Similar to the rubber-band technique, letter stickers or stickers of other shapes can be affixed to the egg, and then the egg can be placed in the dye. Remove the egg from the dye and let it dry before removing the sticker.
String painting an egg is a creative idea also. Dip the end of a piece of string into some acrylic paint and move the string across the egg. Use different colors of paint, as well.
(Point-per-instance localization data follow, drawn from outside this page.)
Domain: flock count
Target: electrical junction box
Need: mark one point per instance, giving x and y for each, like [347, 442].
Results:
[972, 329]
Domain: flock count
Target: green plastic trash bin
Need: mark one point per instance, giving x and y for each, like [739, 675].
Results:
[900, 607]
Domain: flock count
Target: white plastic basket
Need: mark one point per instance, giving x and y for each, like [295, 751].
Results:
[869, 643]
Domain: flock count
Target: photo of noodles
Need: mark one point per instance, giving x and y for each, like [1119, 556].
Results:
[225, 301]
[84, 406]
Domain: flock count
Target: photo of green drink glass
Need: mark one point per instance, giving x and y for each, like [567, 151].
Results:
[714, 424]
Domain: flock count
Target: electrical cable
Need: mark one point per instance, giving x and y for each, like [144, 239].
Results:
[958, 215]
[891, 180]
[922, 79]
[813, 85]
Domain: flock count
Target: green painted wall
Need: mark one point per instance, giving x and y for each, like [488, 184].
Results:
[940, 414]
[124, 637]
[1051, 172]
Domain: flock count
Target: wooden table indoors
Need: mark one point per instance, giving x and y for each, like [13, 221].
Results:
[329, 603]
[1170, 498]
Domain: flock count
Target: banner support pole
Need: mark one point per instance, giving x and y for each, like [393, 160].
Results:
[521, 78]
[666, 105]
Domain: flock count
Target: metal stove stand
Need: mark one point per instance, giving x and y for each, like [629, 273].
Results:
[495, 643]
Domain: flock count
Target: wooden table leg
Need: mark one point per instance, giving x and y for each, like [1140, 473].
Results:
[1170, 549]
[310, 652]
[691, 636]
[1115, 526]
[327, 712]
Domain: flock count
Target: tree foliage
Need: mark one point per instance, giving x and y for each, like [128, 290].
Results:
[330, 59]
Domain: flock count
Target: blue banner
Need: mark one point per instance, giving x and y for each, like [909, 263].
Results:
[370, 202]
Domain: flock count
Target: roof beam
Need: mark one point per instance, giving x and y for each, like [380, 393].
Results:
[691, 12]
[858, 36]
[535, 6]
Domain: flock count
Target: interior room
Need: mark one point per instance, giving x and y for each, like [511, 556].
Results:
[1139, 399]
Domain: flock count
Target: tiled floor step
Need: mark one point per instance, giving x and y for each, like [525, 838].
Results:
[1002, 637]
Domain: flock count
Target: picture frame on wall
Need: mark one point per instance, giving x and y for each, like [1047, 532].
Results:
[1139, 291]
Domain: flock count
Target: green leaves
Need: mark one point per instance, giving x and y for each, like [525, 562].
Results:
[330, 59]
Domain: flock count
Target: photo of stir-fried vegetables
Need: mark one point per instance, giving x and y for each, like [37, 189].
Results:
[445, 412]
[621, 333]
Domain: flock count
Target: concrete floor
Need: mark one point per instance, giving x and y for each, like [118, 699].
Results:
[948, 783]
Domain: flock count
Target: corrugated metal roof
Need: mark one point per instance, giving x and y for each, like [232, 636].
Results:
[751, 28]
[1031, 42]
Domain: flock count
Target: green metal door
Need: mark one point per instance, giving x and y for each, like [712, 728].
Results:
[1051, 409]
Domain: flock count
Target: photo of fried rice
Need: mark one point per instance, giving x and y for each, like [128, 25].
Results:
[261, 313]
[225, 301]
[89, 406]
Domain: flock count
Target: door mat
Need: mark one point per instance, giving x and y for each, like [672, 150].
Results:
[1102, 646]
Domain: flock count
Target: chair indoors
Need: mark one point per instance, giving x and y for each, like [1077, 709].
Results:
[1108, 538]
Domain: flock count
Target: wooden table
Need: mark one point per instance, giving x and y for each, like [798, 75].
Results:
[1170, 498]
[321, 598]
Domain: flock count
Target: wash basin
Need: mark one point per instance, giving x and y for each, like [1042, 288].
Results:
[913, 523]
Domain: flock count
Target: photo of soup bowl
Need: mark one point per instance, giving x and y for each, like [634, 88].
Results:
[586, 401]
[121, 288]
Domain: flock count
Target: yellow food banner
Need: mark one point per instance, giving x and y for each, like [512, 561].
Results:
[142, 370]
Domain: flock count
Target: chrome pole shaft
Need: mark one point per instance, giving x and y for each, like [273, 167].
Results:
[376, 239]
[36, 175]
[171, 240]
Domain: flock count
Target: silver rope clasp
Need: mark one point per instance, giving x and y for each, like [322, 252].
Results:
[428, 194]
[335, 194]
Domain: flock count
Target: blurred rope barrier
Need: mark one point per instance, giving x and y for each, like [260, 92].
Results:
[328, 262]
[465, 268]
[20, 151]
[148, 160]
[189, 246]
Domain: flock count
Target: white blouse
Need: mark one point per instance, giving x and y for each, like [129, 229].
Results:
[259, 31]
You could also use different materials to paint your egg a cotton ball, Q-tip, or fingers to create wonderful designs, as well.
A great place to visit
A great place to visit for a peak into spring is the Como Park Conservatory.
On my birthday, I requested that my family and I visit the conservatory. I love flowers and am ready for spring.
It was wonderful! And my children really enjoyed taking in all the colors, sights, and scents.
One area was adorned in foliage, plants, and trees, including a wonderful fish pond. The other area was laden in wonderful annual and biennial plants with magnificent colors. It was beautiful!
The winter show was over March 14, and new plants will be put in for a spring show, which I am sure will be just as marvelous.
We also bundled up and took a trek to view some of the animals at the zoo, and that was worthwhile, too. We were able to see many animals indoors.
Como Zoo also has a newly built indoor café that was very kid friendly too; as, of course, the rest of the zoo is.
Happy Birthday, Big Bird (his birthday is on the first day of spring) and Happy Spring to all of you!